| As an ex-stockbroker,
I've always been fascinated with quote streamers and other web-based
financial tickers. One of the most interesting recent offerings is Yahoo's
real time stock quote service. In this article, I'll show how you can
combine Regular Expressions and the Matches colection with the XmlDocument
class to "scrape" the important parts of the web page from Yahoo, reformat
the XML, and show it as a moving Marquee in Internet Explorer.
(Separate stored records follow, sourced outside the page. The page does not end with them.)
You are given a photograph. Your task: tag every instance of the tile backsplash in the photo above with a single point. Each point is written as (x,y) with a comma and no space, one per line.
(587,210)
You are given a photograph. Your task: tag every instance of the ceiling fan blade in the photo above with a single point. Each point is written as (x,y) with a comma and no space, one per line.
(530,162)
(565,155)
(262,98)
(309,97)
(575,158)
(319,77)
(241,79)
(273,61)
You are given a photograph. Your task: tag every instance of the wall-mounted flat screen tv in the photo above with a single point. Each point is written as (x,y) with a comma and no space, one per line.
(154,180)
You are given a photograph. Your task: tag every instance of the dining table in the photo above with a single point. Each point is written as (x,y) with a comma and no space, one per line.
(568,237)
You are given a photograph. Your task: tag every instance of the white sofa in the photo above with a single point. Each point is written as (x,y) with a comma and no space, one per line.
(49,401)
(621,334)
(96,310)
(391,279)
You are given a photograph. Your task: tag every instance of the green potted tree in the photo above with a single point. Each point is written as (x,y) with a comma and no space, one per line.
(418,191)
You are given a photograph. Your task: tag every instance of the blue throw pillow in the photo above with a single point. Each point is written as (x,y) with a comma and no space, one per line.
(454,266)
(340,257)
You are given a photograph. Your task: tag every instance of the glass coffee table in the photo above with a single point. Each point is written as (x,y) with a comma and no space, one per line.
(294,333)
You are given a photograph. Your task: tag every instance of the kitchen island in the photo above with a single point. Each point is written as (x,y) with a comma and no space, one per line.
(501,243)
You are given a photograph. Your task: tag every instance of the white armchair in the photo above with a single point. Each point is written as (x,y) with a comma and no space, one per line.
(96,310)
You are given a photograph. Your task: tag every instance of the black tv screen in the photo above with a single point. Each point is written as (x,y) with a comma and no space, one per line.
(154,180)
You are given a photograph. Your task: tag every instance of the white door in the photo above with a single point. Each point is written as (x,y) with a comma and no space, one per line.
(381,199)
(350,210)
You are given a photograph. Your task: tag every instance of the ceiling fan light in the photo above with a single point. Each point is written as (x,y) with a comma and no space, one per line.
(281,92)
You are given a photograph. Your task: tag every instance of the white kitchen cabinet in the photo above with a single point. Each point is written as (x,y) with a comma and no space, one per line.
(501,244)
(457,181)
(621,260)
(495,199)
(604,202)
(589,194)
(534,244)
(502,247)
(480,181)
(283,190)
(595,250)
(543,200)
We will use the WebRequest class to make our call to
the Yahoo URL. Then we will iterate the web page that we received, stripping
out the elements we want from the one or more rows in the HTML Table
using the Regex Match Collection and Regex match variables embedded
in our match string, like this: (?<symbol>[^<]+)
Finally, we will iteratively
build an XmlDocument from the match results using the XmlDocument class
and methods, and return it to the caller. The XmlDocument can then be
used
to populate
a DataSet,
do an XSL Transform, or other generic purpose.
First, let's take a look at the HTML (Aspx) UI portion
of the page:
<%@ Page language="c#" Codebehind="WebForm1.aspx.cs" AutoEventWireup="false" Inherits="RegexYahooXml.WebForm1" %>
<!DOCTYPE HTML PUBLIC "-//W3C//DTD HTML 4.0 Transitional//EN" >
<HTML>
<HEAD>
<title>Screenscraping With Regex and Xml.</title>
<meta name="GENERATOR" Content="Microsoft Visual Studio .NET 7.1">
<meta name="CODE_LANGUAGE" Content="C#">
<meta name="vs_defaultClientScript" content="JavaScript">
<meta name="vs_targetSchema" content="http://schemas.microsoft.com/intellisense/ie5">
</HEAD>
<body MS_POSITIONING="GridLayout">
<form id="Form1" method="post" runat="server">
<marquee id="Ticker" style="Z-INDEX: 101; LEFT: 72px; POSITION: absolute; TOP: 80px" runat="server"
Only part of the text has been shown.